Comment la marque JMC perçoit-elle le marché automobile en Algérie et quelles sont les attentes pour son retour dans le pays ?

Le marché algérien a été à l’arrêt pendant sept ans. En 2017, il y a eu l’arrêt des importations. Peu d’opérateurs ont continué à exercer parce qu’ils avaient de la production locale, ce qui n’était pas le cas pour JMC malheureusement. Aujourd’hui donc, JMCrevient avec une nouvelle représentation et des attentes simples qui consistent à répondre à la demande des professionnels, puisque JMC est une marque spécialisée à 100% dans les véhicules utilitaires.

Nous sommes donc là pour répondre à cette demande exprimée par les entreprises issues de divers secteurs d’activité, dont je peux citer celles activant dans le bâtiment et les travaux publics (BTP). D’ailleurs, nous comptons participer au prochain salon Batimatec. Nous avons commencé à servir aussi quelques clients dans le secteur de l’agroalimentaire. Parmi notre clientèle-cible, il y a aussi certaines fonctions libérales, les agriculteurs et les petits artisans.

A travers notre gamme de véhicules, composée essentiellement de camions et de pick-up, on pense répondre à cette demande. Il reste encore une clientèle-cible qu’est les transporteurs, on arrive avec le bus pour répondre au mieux à cette catégorie en attendant de recevoir le fourgon à partir du deuxième semestre de l’année 2024.

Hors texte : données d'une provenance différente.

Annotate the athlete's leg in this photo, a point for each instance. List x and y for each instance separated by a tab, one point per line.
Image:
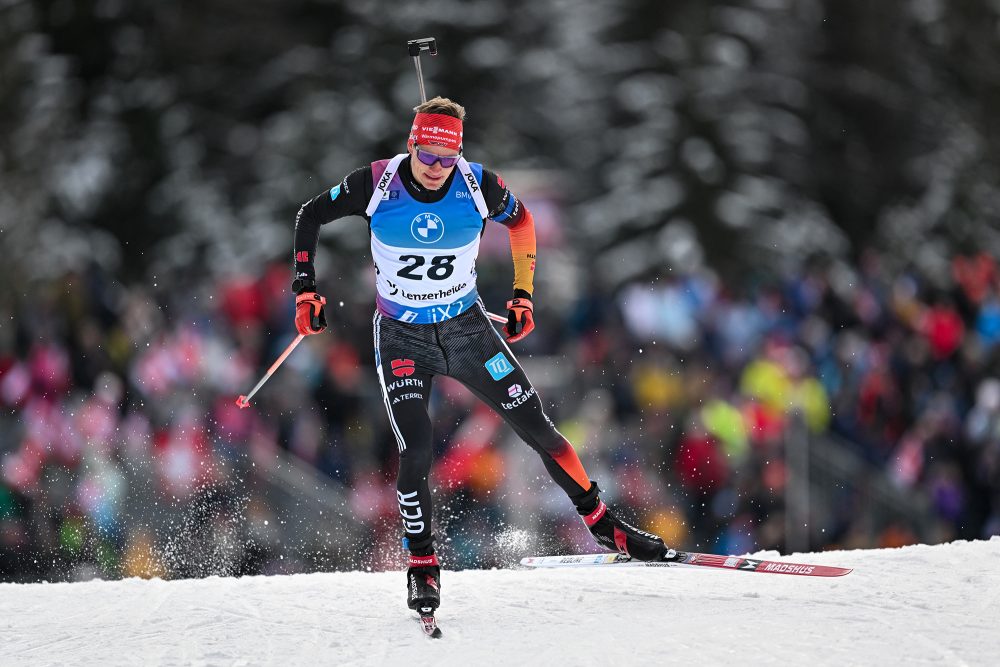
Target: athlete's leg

La demande aujourd’hui se concentre-t-elle beaucoup plus sur le pick-up ou sur le camion ?

Nous avons annoncé officiellement le retour de JMC en Algérie le 31 janvier et le 1er février, nous avons inauguré notre succursale à Alger. Nous avons ouvert les commandes le 4 février et, depuis, nous constatons que la demande exprimée s’oriente davantage vers le camion. Nous sommes pratiquement sur 70% de notre volume vendu sur la catégorie camion, surtout en camion catégorie léger de 3,5 tonnes.

Nous avons aussi de la demande, certes moins forte, sur le camion 3.360 en version lourd, 6 tonnes. Le pick-up arrive en deuxième position et nous avons été agréablement surpris de recevoir, en plus des professionnels, des familles au niveau de notre showroom avec un intérêt pour la version double cabine du pick up, puisque ce type de véhicule peut aussi être utilisé comme un véhicule touristique pour les déplacements personnels vu le confort et l’espace qu’on retrouve à l’intérieur.

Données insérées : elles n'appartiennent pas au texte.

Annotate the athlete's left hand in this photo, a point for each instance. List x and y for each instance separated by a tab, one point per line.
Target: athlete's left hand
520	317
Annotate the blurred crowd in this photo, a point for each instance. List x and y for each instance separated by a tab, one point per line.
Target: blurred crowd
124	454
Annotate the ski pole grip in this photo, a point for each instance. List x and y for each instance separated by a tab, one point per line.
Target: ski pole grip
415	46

A rappeler que le pick-up JMC Vigus a l’avantage d’être le moins cher sur le marché.

Cette demande émane davantage des particuliers ou des entreprises ?

Nous avons reçu plus de commande de la part des entreprises que des particuliers. Il y a aussi les fonctions libérales et les commerçants qui ont exprimé de l’intérêt pour l’acquisition de l’un de nos modèles de véhicules.

Qu’en est-il de l’engouement du client algérien et avez-vous mobilisé toute la logistique nécessaire pour la disponibilité des produits et leur livraison dans les délais impartis par le cahier des charges ?

Au lancement, nous avons annoncé un délai de 120 jours même si nous sommes loin des conditions fixées par l’actuel cahier des charges qui nous oblige à livrer le client dans un délai de 7 jours s’il a payé en totalité son véhicule et dans un délai de 45 jours s’il a déposé un acompte, sauf consentement, et actuellement nos clients signent un consentement sur le délai proposé.  

Nous nous approvisionnons en Chine et nous sommes chanceux d’avoir signé avec un constructeur rapide en termes de production, nous avons d’ailleurs anticipé sur nos commandes. Nous étions partis sur un délai de livraison de 35 jours mais la situation actuelle en mer Rouge a causé un rallongement de ce délai de 15 jours en tenant compte de la logistique déployée pour l’arrivée des véhicules en Algérie, par rapport à leur dédouanement et à leur process jusqu’à leur arrivée dans la succursale ou chez l’agent agréé.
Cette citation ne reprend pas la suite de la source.